I submit that Walzer’s knowing perception about political power works much better than his assumptions about this theological tradition and the God of the narrative. Lacking agility about the way in which the agency of God works in the imagination of ancient Israel, he cannot very well engage the claims of the text. And no doubt, the beginning of the problem is his easy assumption of divine “omnipotence.”
As a result when Walzer comes to the prophets he cannot follow the logic of the rhetoric. Thus he partitions the prophets off from politics:
Politics lies just beyond the prophecy, but the biblical prophets, judging from their texts, did not go there (88).
He imagines that prophetic counsel is to “do nothing” and suggests that the prophets urge that a domestic policy of justice will lead to an international outcome of security. He judges, moreover, that in modern version such a connection of domestic and international policy is driven not only by leftist ideology but also by prudence and calculation” (108).

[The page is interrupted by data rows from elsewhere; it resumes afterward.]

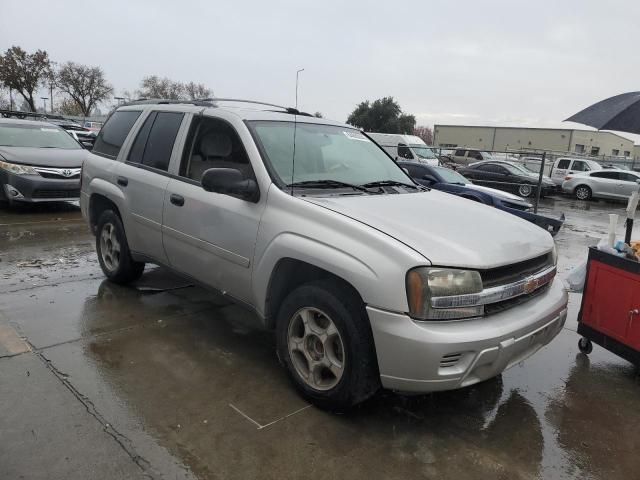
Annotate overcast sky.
[0,0,640,141]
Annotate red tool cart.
[578,248,640,366]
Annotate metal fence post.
[533,152,547,213]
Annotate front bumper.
[367,279,567,393]
[0,170,80,203]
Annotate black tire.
[518,183,535,198]
[578,337,593,355]
[96,210,144,285]
[573,185,593,200]
[276,280,380,411]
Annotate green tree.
[0,46,51,112]
[347,97,416,134]
[55,62,113,117]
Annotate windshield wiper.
[286,179,376,193]
[362,180,420,190]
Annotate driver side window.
[179,117,255,182]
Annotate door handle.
[169,193,184,207]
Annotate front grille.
[484,283,551,315]
[38,171,80,180]
[31,189,80,198]
[480,253,553,288]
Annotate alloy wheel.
[287,307,345,391]
[100,223,120,272]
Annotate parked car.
[80,100,567,409]
[458,160,556,198]
[367,133,439,165]
[562,169,640,201]
[451,148,498,165]
[550,157,602,185]
[398,162,565,235]
[0,118,87,204]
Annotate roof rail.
[118,97,213,107]
[202,97,312,117]
[0,110,67,120]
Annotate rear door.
[551,158,571,185]
[117,111,184,263]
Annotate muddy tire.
[96,210,144,285]
[518,183,534,198]
[573,185,593,200]
[276,280,380,411]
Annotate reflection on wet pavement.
[0,200,640,479]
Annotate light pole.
[296,68,304,110]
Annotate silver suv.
[81,99,567,409]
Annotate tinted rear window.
[92,111,142,158]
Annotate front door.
[162,117,266,301]
[116,111,184,263]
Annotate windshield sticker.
[342,131,369,142]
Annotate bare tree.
[184,82,213,100]
[413,126,433,145]
[137,75,185,100]
[0,46,50,111]
[56,62,113,116]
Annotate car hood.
[305,190,553,269]
[465,183,532,207]
[0,146,87,168]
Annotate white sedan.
[562,169,640,200]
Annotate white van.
[549,157,602,185]
[367,133,440,166]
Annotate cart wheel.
[578,337,593,355]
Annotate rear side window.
[591,172,620,180]
[128,112,184,172]
[91,110,142,159]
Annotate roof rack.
[0,110,67,120]
[119,97,313,117]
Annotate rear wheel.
[574,185,593,200]
[518,183,533,198]
[96,210,144,284]
[276,280,380,410]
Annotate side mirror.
[422,173,438,184]
[201,168,259,202]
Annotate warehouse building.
[433,125,640,158]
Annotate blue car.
[397,162,565,235]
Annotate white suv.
[81,99,567,409]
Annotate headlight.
[407,267,484,320]
[0,160,38,175]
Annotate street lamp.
[296,68,304,110]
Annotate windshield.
[250,121,413,185]
[0,123,82,150]
[409,145,438,160]
[432,167,471,185]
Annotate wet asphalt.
[0,198,640,480]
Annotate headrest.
[200,132,232,157]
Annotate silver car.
[562,169,640,200]
[80,100,567,409]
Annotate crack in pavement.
[25,339,162,479]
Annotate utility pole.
[296,68,304,110]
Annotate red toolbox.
[578,248,640,366]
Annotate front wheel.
[96,210,144,284]
[276,280,380,411]
[575,185,592,200]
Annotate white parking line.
[229,403,311,430]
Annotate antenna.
[291,68,304,196]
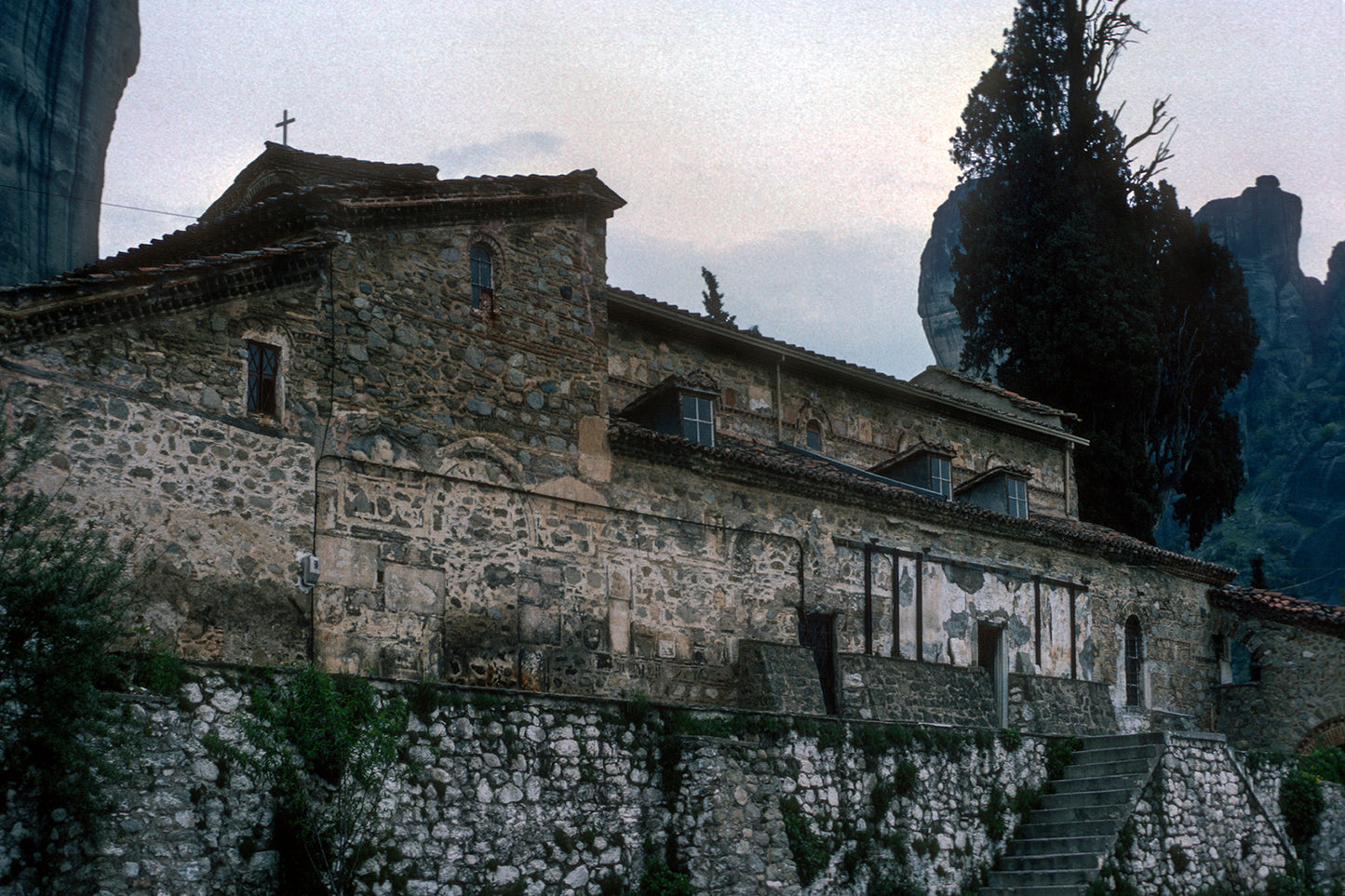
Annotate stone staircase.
[980,732,1163,896]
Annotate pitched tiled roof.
[607,287,1088,446]
[0,239,330,343]
[608,419,1236,585]
[200,140,438,221]
[908,366,1079,420]
[1209,585,1345,637]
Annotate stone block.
[317,535,378,588]
[383,564,444,616]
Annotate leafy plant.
[1279,769,1326,844]
[780,796,831,887]
[1046,737,1084,781]
[234,666,408,896]
[0,395,130,877]
[980,784,1009,839]
[640,859,693,896]
[892,759,920,796]
[135,642,188,697]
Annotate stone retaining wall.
[1116,734,1294,896]
[0,666,1345,896]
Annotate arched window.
[803,420,822,452]
[1125,616,1143,706]
[471,244,495,310]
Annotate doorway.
[799,612,841,715]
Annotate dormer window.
[682,393,714,448]
[619,371,720,448]
[803,420,822,453]
[958,467,1031,519]
[868,446,952,501]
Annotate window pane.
[682,395,714,446]
[929,456,952,498]
[248,341,280,414]
[471,247,495,308]
[1007,479,1028,519]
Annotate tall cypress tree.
[952,0,1255,543]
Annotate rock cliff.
[919,175,1345,603]
[1196,176,1345,603]
[0,0,140,286]
[916,183,973,370]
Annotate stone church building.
[0,144,1345,748]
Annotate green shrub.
[892,759,920,796]
[640,859,693,896]
[1279,769,1325,844]
[780,796,831,887]
[1046,737,1084,781]
[225,666,408,896]
[622,691,653,725]
[980,784,1009,839]
[135,642,190,697]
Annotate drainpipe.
[774,355,784,441]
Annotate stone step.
[1056,756,1154,787]
[1075,730,1167,756]
[1010,812,1116,845]
[1012,821,1116,856]
[980,884,1088,896]
[1067,744,1162,771]
[986,866,1097,892]
[1029,803,1127,829]
[1000,850,1101,872]
[980,733,1164,896]
[1041,784,1136,811]
[1052,767,1148,794]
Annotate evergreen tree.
[952,0,1255,543]
[701,268,737,327]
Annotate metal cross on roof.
[276,109,294,147]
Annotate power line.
[0,183,199,221]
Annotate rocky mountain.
[919,175,1345,603]
[0,0,140,284]
[1196,176,1345,603]
[916,183,973,370]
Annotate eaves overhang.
[608,420,1237,586]
[607,289,1088,447]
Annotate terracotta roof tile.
[607,287,1087,444]
[610,419,1236,585]
[1211,585,1345,637]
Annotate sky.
[100,0,1345,378]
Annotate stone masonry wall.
[1243,754,1345,890]
[0,283,320,663]
[0,664,1345,896]
[608,323,1065,515]
[1115,734,1294,896]
[608,447,1216,730]
[1213,609,1345,752]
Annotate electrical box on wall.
[299,555,323,588]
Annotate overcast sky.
[101,0,1345,378]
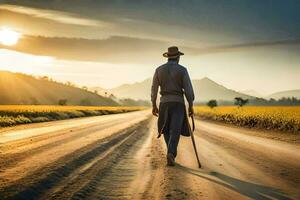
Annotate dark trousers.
[160,102,185,157]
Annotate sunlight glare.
[0,28,21,46]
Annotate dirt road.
[0,111,300,200]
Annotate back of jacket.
[151,61,194,105]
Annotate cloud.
[0,4,109,27]
[0,35,300,63]
[186,39,300,55]
[0,35,169,63]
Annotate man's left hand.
[152,106,158,117]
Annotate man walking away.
[151,46,194,166]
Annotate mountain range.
[90,77,300,102]
[0,71,118,106]
[91,77,255,102]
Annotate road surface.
[0,111,300,200]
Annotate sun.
[0,28,21,46]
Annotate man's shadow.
[176,164,292,200]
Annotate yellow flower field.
[195,106,300,133]
[0,105,144,127]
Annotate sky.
[0,0,300,95]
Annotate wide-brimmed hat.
[163,46,184,58]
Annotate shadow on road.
[176,164,292,200]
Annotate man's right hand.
[152,106,158,117]
[189,106,194,117]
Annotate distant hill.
[0,71,118,106]
[192,78,254,102]
[240,90,264,98]
[95,78,254,102]
[266,90,300,99]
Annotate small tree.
[206,99,218,108]
[234,97,249,107]
[58,99,68,106]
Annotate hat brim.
[163,51,184,58]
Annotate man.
[151,46,194,166]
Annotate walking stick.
[189,115,201,168]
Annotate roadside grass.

He writes as though the prophets themselves were incapable of or unwilling to engage in prudence or calculation. His characterization of the prophets assures that his interpretation will be something of a misrepresentation.
On two counts I wonder, First to say that the prophets “did not go there” (into politics) is not unlike imagining that Jeremiah Wright specializes in religion and “does not go” into politics. But then, Jeremiah did not get put into a cistern for his religious imagination, but because he was the point person for a dangerous political opinion. And second, what Walzer dismisses about the interface of domestic and international policy has not yet been tried. It is hard to factor out how such a posture could be less of a failure than our current failures in what passes for “political realism.”
This book is filled with rich and suggestive insight. I have the impression, however, that Walzer is “modern” in his categories and so cannot take in the imaginative alternative that is at the center of the text. He acknowledges that Norman Gottwald insists that the prophets do not mean to “fold hands and wait.” But Walzer judges that Gottwald does not see what the text in fact says.
Walzer’s deep commitment is to the categories of Max Weber whom he cites often. While he cites Gottwald, he has little awareness of the alternative reading of Gottwald that is informed by a Marxian hermeneutic. Perhaps this is an important recognition that everything turns on one’s hermeneutical commitments. I submit that Walzer is better than his hermeneutical assumptions that preclude his engagement of the text on its own terms. There is much to unpack from Walzer’s deep learning. More nonetheless remains to be said concerning the “Shadow” that it not so easily explained away from power politics as given in these texts.